Dask Schedulers#
ESDS dask tutorial | 06 February, 2023
Negin Sobhani, Brian Vanderwende, Deepak Cherian, Ben Kirk
Computational & Information Systems Lab (CISL)
negins@ucar.edu, vanderwb@ucar.edu
In this tutorial, you learn:#
Components of Dask Schedulers
Types of Dask Schedulers
Single Machine Schedulers
Related Documentation
Introduction#
As we mentioned in our Dask overview, Dask is composed of two main parts:
Dask Collections (APIs)
Dynamic Task Scheduling
So far, we have talked about different Dask collections, but in this tutorial we are going to talk more about the second part.
The Dask scheduler - our task orchestrator#
The Dask.distributed
task scheduler is a centralized, dynamic system that coordinates the efforts of various dask worker processes spread accross different machines.
When a computational task is submitted, the Dask distributed scheduler sends it off to a Dask cluster - simply a collection of Dask workers. A worker is typically a separate Python process on either the local host or a remote machine.
worker - a Python interpretor which will perform work on a subset of our dataset.
cluster - an object containing instructions for starting and talking to workers.
scheduler - sends tasks from our task graph to workers.
client - a local object that points to the scheduler (often local but not always).
Schedulers#
Dask essentially offers two types of schedulers:
1. Single machine scheduler#
The Single-machine Scheduler schedules tasks and manages the execution of those tasks on the same machine where the scheduler is running.
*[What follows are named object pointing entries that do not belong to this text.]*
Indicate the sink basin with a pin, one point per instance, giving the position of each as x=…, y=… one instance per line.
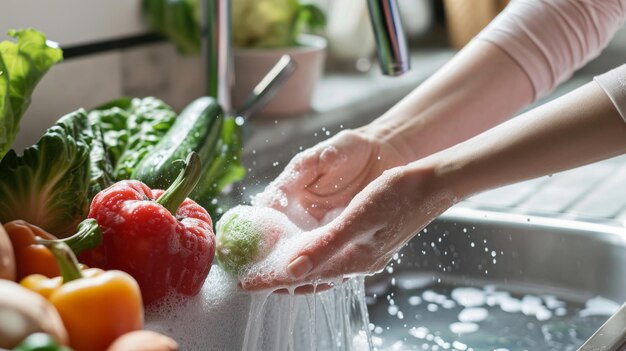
x=475, y=280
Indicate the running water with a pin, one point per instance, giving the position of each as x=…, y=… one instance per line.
x=222, y=317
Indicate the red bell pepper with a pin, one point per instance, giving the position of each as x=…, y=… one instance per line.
x=164, y=240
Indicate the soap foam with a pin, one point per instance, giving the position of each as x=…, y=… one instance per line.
x=222, y=317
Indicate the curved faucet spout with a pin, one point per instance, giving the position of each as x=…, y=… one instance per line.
x=393, y=55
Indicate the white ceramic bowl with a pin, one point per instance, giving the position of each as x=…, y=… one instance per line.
x=294, y=97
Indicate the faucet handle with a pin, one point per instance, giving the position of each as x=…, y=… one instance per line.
x=393, y=55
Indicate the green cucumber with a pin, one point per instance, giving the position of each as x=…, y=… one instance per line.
x=198, y=128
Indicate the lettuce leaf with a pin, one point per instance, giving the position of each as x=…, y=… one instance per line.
x=22, y=65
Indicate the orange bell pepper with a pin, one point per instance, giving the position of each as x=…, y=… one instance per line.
x=34, y=258
x=96, y=306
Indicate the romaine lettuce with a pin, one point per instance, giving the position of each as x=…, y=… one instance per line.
x=131, y=128
x=50, y=184
x=22, y=64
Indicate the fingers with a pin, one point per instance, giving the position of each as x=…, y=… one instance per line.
x=307, y=289
x=301, y=170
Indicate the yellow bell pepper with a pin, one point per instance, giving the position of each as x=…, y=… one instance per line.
x=96, y=306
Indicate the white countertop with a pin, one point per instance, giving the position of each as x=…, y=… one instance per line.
x=594, y=192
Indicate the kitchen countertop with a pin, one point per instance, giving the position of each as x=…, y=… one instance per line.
x=595, y=192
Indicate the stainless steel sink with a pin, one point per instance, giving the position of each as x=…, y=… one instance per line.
x=545, y=269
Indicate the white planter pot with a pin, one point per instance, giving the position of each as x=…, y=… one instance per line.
x=294, y=97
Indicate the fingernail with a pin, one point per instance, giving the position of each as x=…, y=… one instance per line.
x=299, y=267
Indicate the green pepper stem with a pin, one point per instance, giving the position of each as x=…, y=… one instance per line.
x=66, y=260
x=88, y=236
x=183, y=185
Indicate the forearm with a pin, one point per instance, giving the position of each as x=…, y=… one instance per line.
x=524, y=53
x=579, y=128
x=479, y=88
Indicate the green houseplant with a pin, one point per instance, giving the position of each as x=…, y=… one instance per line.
x=263, y=30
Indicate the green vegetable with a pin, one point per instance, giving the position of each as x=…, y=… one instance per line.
x=138, y=129
x=131, y=129
x=22, y=65
x=256, y=23
x=52, y=183
x=40, y=342
x=238, y=242
x=178, y=20
x=273, y=23
x=224, y=169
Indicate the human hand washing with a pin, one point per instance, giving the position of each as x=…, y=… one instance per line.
x=360, y=240
x=324, y=246
x=334, y=210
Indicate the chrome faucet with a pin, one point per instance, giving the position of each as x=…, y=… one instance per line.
x=393, y=55
x=392, y=50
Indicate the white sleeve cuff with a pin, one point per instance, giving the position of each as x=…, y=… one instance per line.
x=613, y=83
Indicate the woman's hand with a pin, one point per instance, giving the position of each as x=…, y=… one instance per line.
x=327, y=176
x=376, y=224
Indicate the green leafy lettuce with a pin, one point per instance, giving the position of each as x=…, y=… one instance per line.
x=22, y=64
x=51, y=184
x=131, y=128
x=256, y=23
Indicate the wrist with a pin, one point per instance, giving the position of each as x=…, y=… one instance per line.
x=443, y=176
x=384, y=132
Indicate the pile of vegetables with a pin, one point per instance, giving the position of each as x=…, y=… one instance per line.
x=129, y=188
x=256, y=23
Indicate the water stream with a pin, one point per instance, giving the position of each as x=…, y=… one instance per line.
x=224, y=318
x=447, y=316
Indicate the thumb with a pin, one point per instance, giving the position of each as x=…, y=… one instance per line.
x=301, y=171
x=321, y=256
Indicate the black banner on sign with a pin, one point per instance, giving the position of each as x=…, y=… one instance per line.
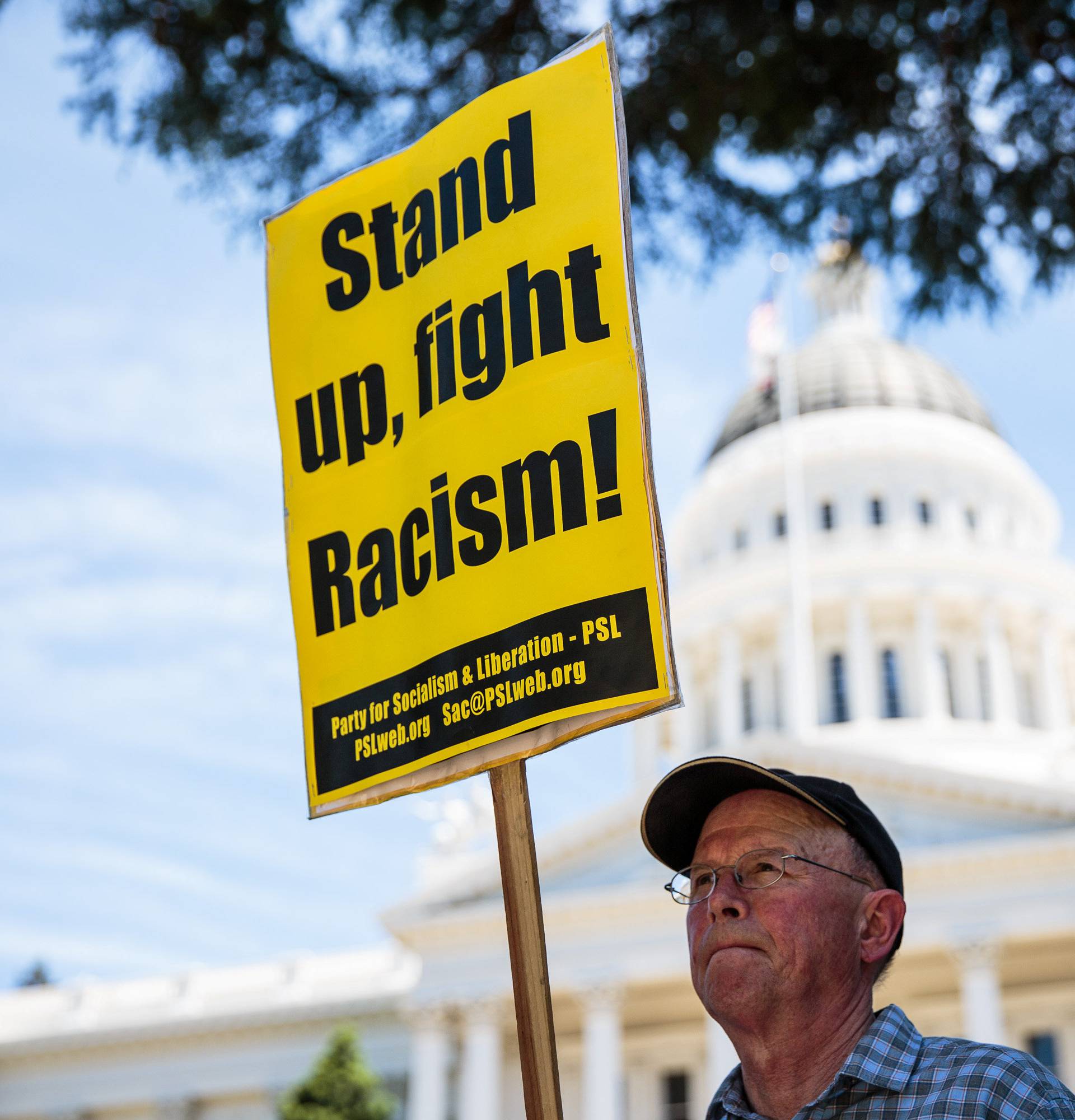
x=590, y=651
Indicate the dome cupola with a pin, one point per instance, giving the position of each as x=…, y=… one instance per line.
x=850, y=362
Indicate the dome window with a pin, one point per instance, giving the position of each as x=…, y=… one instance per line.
x=838, y=689
x=949, y=679
x=747, y=697
x=891, y=703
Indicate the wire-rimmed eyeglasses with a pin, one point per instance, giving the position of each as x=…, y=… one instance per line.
x=753, y=871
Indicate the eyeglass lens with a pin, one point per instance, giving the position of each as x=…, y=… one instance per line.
x=753, y=871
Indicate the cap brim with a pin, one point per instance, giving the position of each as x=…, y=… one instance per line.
x=676, y=811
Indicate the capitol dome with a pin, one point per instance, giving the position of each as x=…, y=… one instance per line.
x=850, y=363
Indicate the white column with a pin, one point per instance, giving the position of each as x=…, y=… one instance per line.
x=731, y=702
x=799, y=679
x=932, y=703
x=1055, y=714
x=480, y=1087
x=862, y=668
x=998, y=660
x=603, y=1060
x=721, y=1060
x=694, y=724
x=431, y=1056
x=984, y=1019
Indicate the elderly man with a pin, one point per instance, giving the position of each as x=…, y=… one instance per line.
x=794, y=900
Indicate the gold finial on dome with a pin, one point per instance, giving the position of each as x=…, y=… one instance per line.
x=845, y=287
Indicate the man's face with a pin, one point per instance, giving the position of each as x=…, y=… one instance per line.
x=792, y=947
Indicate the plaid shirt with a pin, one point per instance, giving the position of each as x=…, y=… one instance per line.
x=896, y=1075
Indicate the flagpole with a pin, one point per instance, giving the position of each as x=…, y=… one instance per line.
x=801, y=720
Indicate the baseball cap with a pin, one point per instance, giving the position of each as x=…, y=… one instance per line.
x=681, y=801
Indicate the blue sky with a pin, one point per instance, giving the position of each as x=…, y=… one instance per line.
x=153, y=810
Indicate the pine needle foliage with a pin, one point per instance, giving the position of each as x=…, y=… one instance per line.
x=941, y=132
x=341, y=1087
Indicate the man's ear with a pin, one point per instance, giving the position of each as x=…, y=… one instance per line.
x=883, y=918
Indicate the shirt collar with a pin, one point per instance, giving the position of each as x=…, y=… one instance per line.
x=885, y=1058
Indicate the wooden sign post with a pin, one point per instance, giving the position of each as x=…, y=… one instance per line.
x=527, y=942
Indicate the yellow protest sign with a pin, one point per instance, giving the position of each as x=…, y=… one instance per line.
x=474, y=547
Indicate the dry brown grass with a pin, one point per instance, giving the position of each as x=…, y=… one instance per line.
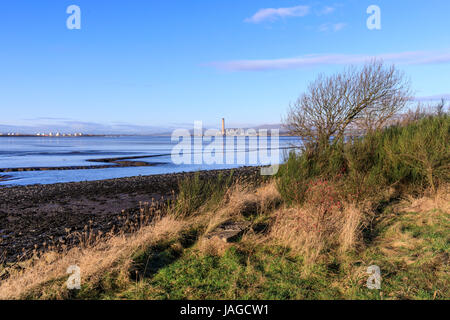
x=440, y=201
x=239, y=202
x=115, y=253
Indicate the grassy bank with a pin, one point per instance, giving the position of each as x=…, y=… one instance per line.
x=314, y=229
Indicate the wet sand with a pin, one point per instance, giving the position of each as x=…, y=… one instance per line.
x=33, y=215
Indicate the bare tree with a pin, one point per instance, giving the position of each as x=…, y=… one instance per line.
x=366, y=97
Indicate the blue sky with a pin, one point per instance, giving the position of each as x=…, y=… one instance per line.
x=136, y=64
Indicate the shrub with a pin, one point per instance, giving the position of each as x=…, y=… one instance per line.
x=410, y=158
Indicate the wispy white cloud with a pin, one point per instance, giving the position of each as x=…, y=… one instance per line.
x=326, y=10
x=272, y=14
x=408, y=58
x=332, y=27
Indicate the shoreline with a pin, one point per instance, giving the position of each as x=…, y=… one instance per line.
x=36, y=214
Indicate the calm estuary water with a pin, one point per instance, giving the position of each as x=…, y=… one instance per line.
x=26, y=152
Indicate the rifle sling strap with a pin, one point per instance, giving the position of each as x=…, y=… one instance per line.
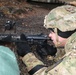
x=35, y=69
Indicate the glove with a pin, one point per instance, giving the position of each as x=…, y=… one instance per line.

It is designed to be used in situations where the amount of data or the computational requirements are too large for a single process to handle, but not large enough to warrant the use of a cluster of machines.
It is relatively simple and cheap to use but it does not scale as it only runs on a single machine.
Single machine scheduler is the default choice used by Dask.
In Dask, there are several types of single machine schedulers that can be used to schedule computations on a single machine:
1.1. Single-threaded scheduler#
This scheduler runs all tasks serially on a single thread.
This is only useful for debugging and profiling, but does not have any parallelization.
1.2. Threaded scheduler#
The threaded scheduler uses a pool of local threads to execute tasks concurrently.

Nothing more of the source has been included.